La question de la propriété privée et de la délimitation des territoires sera au final autant sinon moins élaborée que dans "La Chevauchée des bannis" (sorti l'année suivante) dans lequel elle constituait uniquement le point de départ d'une toute autre intrigue. Mais c'est surtout si l'on compare le film de William Wyler à celui de King Vidor, "L'Homme qui n'a pas d'étoile" (1955), que le manque de profondeur du traitement peut déranger. Gregory Peck et Kirk Douglas partagent dans une certaine mesure la figure du cavalier solitaire, mais l'évolution psychologique et intellectuelle de ce dernier s'avère à mon sens beaucoup plus intéressante et riche d'enseignements. On retrouve par ailleurs un personnage similaire en termes d'intériorisation et de réserve dans un autre film de Wyler, "La Loi du Seigneur" (1956), interprété par Gary Cooper.

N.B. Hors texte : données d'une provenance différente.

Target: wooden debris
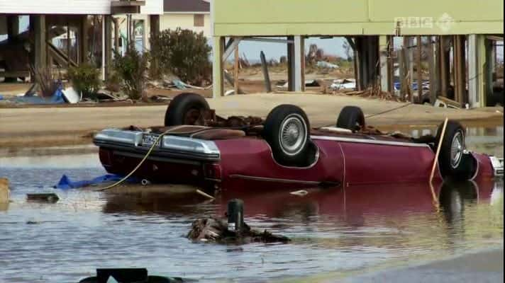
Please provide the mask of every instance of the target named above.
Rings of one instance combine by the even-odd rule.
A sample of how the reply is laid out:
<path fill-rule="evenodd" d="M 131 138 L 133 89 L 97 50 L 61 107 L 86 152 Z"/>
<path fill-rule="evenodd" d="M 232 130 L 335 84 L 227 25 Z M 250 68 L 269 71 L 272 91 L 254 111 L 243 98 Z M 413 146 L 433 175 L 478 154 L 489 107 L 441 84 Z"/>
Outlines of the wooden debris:
<path fill-rule="evenodd" d="M 9 202 L 10 191 L 9 190 L 9 180 L 0 178 L 0 204 Z"/>
<path fill-rule="evenodd" d="M 213 217 L 195 220 L 187 238 L 195 241 L 218 243 L 287 243 L 291 241 L 266 230 L 262 232 L 252 230 L 245 224 L 240 231 L 231 231 L 225 220 Z"/>

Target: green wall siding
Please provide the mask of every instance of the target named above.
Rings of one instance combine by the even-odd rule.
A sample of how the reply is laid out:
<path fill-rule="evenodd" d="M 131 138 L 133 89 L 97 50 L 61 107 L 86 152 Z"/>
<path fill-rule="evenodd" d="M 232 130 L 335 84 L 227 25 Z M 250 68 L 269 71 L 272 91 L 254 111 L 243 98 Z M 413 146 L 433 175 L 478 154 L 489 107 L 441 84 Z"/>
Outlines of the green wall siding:
<path fill-rule="evenodd" d="M 216 36 L 394 35 L 398 18 L 433 19 L 403 35 L 504 33 L 500 0 L 214 0 Z M 449 28 L 437 24 L 447 14 Z"/>

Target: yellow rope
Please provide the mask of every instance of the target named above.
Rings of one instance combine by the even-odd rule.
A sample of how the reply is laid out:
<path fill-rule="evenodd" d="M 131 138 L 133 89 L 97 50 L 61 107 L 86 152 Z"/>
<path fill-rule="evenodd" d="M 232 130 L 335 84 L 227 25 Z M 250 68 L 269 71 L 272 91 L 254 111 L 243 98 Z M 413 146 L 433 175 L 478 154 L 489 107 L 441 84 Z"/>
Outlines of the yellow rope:
<path fill-rule="evenodd" d="M 437 167 L 437 163 L 438 162 L 438 156 L 440 154 L 440 149 L 442 149 L 442 141 L 445 135 L 445 129 L 447 129 L 447 124 L 449 122 L 449 118 L 446 117 L 445 121 L 443 122 L 443 127 L 442 127 L 442 132 L 440 133 L 440 139 L 438 141 L 438 146 L 437 146 L 437 153 L 435 154 L 435 160 L 433 161 L 433 166 L 431 168 L 431 175 L 430 175 L 430 183 L 433 182 L 433 177 L 435 176 L 435 168 Z"/>
<path fill-rule="evenodd" d="M 131 175 L 133 175 L 133 173 L 134 173 L 135 171 L 137 171 L 137 170 L 138 170 L 138 168 L 140 168 L 140 166 L 142 166 L 142 164 L 143 164 L 144 162 L 148 159 L 148 157 L 149 157 L 149 155 L 151 154 L 151 152 L 152 152 L 152 150 L 154 149 L 154 148 L 156 147 L 156 144 L 158 143 L 158 142 L 160 142 L 160 140 L 161 139 L 161 138 L 163 137 L 163 136 L 165 136 L 165 134 L 168 134 L 168 133 L 170 132 L 171 132 L 171 130 L 169 129 L 168 131 L 167 131 L 167 132 L 165 132 L 161 134 L 157 137 L 157 139 L 156 139 L 156 141 L 155 141 L 155 142 L 152 143 L 152 145 L 151 147 L 149 149 L 149 151 L 148 151 L 148 153 L 145 154 L 145 156 L 144 156 L 144 158 L 142 158 L 142 160 L 141 160 L 140 162 L 137 165 L 137 166 L 136 166 L 135 168 L 133 168 L 133 170 L 131 172 L 130 172 L 127 175 L 126 175 L 126 176 L 125 176 L 124 178 L 123 178 L 121 180 L 120 180 L 116 182 L 115 183 L 113 183 L 113 184 L 112 184 L 112 185 L 109 185 L 109 186 L 106 186 L 106 187 L 102 187 L 102 188 L 98 189 L 98 190 L 96 190 L 99 191 L 99 192 L 103 192 L 103 191 L 104 191 L 104 190 L 110 190 L 110 189 L 111 189 L 111 188 L 116 187 L 116 185 L 118 185 L 122 183 L 123 182 L 126 181 L 128 178 L 131 177 Z"/>

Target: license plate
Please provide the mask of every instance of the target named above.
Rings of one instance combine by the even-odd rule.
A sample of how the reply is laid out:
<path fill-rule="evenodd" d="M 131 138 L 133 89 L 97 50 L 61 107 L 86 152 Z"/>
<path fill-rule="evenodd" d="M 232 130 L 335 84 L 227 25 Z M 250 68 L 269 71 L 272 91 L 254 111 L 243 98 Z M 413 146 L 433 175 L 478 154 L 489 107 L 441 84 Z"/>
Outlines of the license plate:
<path fill-rule="evenodd" d="M 156 142 L 156 140 L 157 139 L 158 137 L 160 136 L 158 136 L 157 134 L 145 134 L 142 137 L 142 146 L 146 147 L 152 146 L 152 144 Z M 161 140 L 161 139 L 160 139 Z M 160 141 L 157 141 L 155 146 L 160 147 Z"/>

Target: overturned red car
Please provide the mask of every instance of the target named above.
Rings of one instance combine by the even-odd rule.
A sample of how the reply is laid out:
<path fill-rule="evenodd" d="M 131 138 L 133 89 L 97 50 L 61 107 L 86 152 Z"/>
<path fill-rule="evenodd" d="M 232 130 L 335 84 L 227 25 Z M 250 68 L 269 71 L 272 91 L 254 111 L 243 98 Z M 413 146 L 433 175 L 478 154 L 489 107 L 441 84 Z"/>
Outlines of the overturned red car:
<path fill-rule="evenodd" d="M 383 133 L 354 106 L 343 109 L 335 127 L 317 129 L 293 105 L 274 108 L 265 120 L 225 119 L 201 96 L 183 93 L 168 106 L 164 126 L 104 129 L 94 142 L 109 173 L 138 167 L 133 175 L 151 182 L 209 189 L 427 183 L 435 163 L 438 181 L 503 175 L 503 158 L 465 149 L 458 122 L 442 127 L 437 137 Z"/>

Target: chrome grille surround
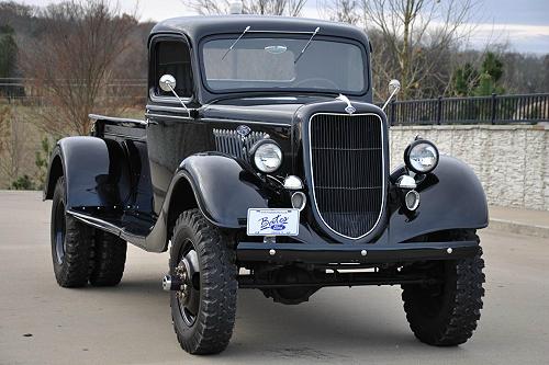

En l'état, ce western joue un peu dangereusement avec les stéréotypes et donc les limites du genre. Les patriarches respectifs des deux familles ne présentent rien de très original dans leur confrontation, et le déroulement de l'histoire n'offrira que très peu de surprises. Deux réactions possibles : on peut d'un côté apprécier la qualité du travail d'artisan, ou de l'autre déplorer le manque d'âme d'une telle entreprise. Ou, comme moi, rester le cul entre deux chaises... Les motivations de Peck restent originales, à la fin des années 50, dans son refus obstiné de la violence, du clivage et des codes d'honneur archaïques, par-delà les figures incontournables du duel à mains nues (excellente séquence filmée de nuit dans laquelle il se bastonne copieusement avec un Charlton Heston un poil jaloux : teintes bleutées, durée de l'affrontement démentielle, et la futilité d'un tel combat exacerbée par la taille ridicule de leurs silhouettes au milieu des étendues immenses) ou au pistolet (une question de loyauté au-delà la relation père-fils traitée de manière un peu trop sage). Par contre, le glissement moral qui s'opère à mesure que le film progresse et que les deux patriarches Charles Bickford / Burl Ives révèlent leurs personnalités et leurs motivations, est d'une richesse bien plus appréciable. On est invités à soutenir le père de l'amie du protagoniste, de prime abord, mais ses intentions fort peu louables se dévoilent peu à peu : les "gentils" ne sont pas forcément du côté auquel on pense instinctivement, et sous certaines motivations honnêtes en apparence peuvent s'en cacher d'autres beaucoup moins respectables. Le retournement du jugement moral prendra de nombreux contours, au gré des situations et des personnages, et sans pour autant révolutionner ces thématiques, apporte un léger supplément valorisable à la hauteur de la décennie qui s'achevait.


[AB #197]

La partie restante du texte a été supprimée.